Nonetheless, you have to be careful. " You really
don't want to overcontribute," says Bruce, because that draws
a penalty of 1 per cent per month, which can add up.
Overcontributing can be a problem if the bonus comes
in December and you have already made your contribution for the
year. You can still make the contribution, but you will only pay
one month's worth of penalty. That's because on Jan. 1 of each year,
your contribution room expands based on the income you earned the
previous year.
Ask
for a deferral Michel Matifat, a chartered accountant and head of the
private client advisory group at KPMG LLP in Vancouver, says you can ask your
employer to defer the bonus until early January. "It all depends on the company's
policies," he says.
If you wait until 2006, you get another year under
your belt, he says, and could be eligible for as much as an $18,000
RRSP contribution in 2006. Deferring till the new year is also appealing,
"for someone who knows their income tax rate might be lower
in the following year." In that case, the tax hit on the bonus
could be lessened.
Of
course, contributing to your RRSP is only one way to use your bonus. If you are
looking to lower your taxes, Bruce says you could also buy some sort of tax shelter.
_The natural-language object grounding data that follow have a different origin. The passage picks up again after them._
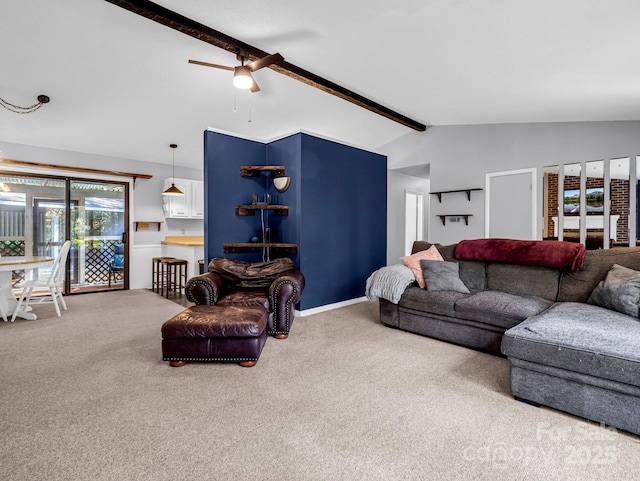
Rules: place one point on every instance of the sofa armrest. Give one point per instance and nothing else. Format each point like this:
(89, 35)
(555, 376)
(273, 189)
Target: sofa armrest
(204, 289)
(284, 293)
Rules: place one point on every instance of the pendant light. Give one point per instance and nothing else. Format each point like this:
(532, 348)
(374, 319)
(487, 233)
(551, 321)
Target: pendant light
(173, 190)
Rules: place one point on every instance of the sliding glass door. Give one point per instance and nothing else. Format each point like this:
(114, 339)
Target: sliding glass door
(98, 235)
(38, 213)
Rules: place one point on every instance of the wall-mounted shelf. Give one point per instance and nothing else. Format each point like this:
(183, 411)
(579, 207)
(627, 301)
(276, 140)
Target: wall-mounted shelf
(443, 217)
(251, 209)
(255, 170)
(238, 247)
(138, 222)
(468, 191)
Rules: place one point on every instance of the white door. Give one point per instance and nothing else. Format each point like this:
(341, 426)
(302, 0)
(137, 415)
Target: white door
(510, 204)
(414, 226)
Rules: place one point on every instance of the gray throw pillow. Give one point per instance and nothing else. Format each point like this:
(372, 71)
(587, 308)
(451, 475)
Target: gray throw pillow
(442, 276)
(619, 291)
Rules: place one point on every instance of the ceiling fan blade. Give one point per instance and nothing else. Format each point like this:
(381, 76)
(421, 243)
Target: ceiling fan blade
(265, 61)
(214, 65)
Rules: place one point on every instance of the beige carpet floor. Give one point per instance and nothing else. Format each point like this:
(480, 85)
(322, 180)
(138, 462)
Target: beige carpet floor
(87, 397)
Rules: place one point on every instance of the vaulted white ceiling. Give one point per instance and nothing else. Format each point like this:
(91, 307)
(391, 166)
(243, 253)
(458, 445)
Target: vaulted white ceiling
(120, 84)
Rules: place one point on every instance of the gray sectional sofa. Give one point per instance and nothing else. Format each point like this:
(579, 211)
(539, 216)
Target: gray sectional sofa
(563, 351)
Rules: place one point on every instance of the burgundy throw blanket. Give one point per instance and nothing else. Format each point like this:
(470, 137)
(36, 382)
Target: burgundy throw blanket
(566, 256)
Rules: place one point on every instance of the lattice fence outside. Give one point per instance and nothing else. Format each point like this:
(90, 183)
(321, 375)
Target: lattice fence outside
(13, 247)
(98, 258)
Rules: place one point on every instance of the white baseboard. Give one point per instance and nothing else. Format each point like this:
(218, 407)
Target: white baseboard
(328, 307)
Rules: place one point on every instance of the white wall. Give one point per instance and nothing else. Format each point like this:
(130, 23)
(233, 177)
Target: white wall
(145, 197)
(460, 156)
(397, 184)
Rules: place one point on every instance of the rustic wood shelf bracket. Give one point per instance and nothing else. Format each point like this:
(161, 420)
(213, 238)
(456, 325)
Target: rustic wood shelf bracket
(240, 247)
(255, 170)
(468, 191)
(443, 217)
(251, 209)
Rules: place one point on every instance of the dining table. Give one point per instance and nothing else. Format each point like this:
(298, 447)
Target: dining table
(8, 302)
Things like flow-through shares, usually issued by mining and exploration companies,
or labour-sponsored
funds provide incentives to investors that reduce their tax burden. However,
he says, there's "investment risk. Each one has to be looked at carefully."
Pay down debt
A better route, he says, is to use the bonus to pay down nontax-deductible
debt, such as mortgages, lines of credit and credit cards. He notes
that interest rates are rising and are expected to go higher. "People
are finding it very easy to borrow. As rates go up, it's not quite
as easy to carry (those loans)."
Or
you may want to use your bonus to start a savings plan, Bruce says, noting "the
savings rate is fairly low." In fact, Canadians spend about $1.16 for every
dollar we earn, according to recent government figures.
Above all, Bruce says, don't let charlatans make off
with hard-earned bonus with offers of making money in real estate
with no money down or offers to pay unbelievably high interest rates
on investments. Those are gimmicks, he says. "You're better
off not investing. Be astute with your bonus money. At the end of
the day, there is no free lunch."
Jim
Middlemiss is a freelance writer and lawyer based in Toronto. He's a frequent
contributor to the National Post, Investment Executive and Lawyers Weekly.